County road chief wants equipment upgrades to improve safety

News editor

County road crews had to jump into creative mode last week after their single small spreader for scattering sand on icy roads went on the blink, but even so, road and bridge superintendent Jesse Hamm said he lacks the equipment and materials surrounding counties have to tackle icy conditions.

“Every county that we touch does salt, as does KDOT,” Hamm said. “We’re in the era now that we need to get with the times. That little spreader we’ve got is not enough for this whole big county.”

Hamm informed commissioners Feb. 19 that a pump on the sand spreader had malfunctioned and that a replacement part would have to be ordered.

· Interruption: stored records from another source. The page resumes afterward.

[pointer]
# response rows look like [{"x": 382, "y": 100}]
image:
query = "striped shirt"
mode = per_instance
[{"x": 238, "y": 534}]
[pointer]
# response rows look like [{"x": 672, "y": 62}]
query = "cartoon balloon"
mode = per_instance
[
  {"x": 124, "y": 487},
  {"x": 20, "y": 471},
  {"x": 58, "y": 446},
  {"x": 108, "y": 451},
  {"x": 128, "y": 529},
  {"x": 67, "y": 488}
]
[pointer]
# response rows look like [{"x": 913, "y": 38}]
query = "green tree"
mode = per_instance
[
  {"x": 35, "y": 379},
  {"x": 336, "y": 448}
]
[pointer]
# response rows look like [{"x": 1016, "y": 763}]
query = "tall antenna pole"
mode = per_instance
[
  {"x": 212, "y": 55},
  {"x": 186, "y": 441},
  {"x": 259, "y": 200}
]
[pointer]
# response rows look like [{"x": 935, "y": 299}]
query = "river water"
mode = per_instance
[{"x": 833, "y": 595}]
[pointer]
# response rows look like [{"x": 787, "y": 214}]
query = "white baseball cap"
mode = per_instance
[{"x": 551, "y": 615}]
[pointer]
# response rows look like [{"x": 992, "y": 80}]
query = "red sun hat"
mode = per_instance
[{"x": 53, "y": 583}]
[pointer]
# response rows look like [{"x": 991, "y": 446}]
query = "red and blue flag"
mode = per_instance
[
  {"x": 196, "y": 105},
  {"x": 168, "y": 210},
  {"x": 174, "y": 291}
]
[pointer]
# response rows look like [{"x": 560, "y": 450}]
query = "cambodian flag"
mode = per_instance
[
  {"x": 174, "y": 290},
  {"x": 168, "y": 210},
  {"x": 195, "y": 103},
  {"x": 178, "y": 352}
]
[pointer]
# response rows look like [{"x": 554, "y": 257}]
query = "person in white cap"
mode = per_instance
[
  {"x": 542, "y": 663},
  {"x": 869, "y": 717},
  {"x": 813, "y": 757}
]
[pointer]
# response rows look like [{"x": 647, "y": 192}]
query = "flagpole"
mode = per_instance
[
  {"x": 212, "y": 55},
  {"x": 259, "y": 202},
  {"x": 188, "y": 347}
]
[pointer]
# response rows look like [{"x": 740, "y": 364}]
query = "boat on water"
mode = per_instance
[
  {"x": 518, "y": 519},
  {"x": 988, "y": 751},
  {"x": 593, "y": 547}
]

Even if working, the county has just the one spreader to cover all county roads. The department’s operational plan for ice events is to spread sand at intersections and on curves, the highest risk areas for accidents, and deploy trucks with blades and graders as conditions allow.

As ice returned the middle and latter part of the week, dump trucks were used to put sand out, but Hamm said, “With that spreader breaking down and more ice coming down we had no choice but to let the ice come and let Mother Nature take her course.”

One road that proved hazardous Friday was 120th Rd. east of Goessel. In the first mile east of K-15, a Countryside Feeds tanker, a Fahnenstiel box truck, and a passenger car slid into ditches within about an hour of each other. Sheriff’s deputies called road and bridge to close that mile of road as they waited for wreckers to come extract the vehicles, two for the tanker alone.

40th and 60th Rds. between Peabody and Burns also were dangerously iced over.

Hamm addressed the overall situation several weeks ago with commissioners.

“We got quotes on salt, box spreaders, and bunkers to keep salt in,” Hamm said. “That all got brought up three or four weeks ago. At that time the consensus was that was quite a bit of money to get started on something like this.”

Hamm intended to raise the issue again at today’s commission meeting.

“This stuff may be expensive, but what’s the cost of a life?” Hamm said. “That’s a question we need to think about. When people are coming from other counties to our county and all of a sudden, boom, they go from one extreme to the other, someone’s going to get hurt. We need to make some changes.”

Hamm said an initial step would be to purchase slide-in spreaders that would fit the county’s existing fleet of dump trucks. Salt and storage bunkers could come later.

“I need to get the spreaders purchased somehow,” he said.

Hamm said any move to buy spreaders or materials would come too late to affect this year’s road treatment efforts, but he wants to have something better in place by next year.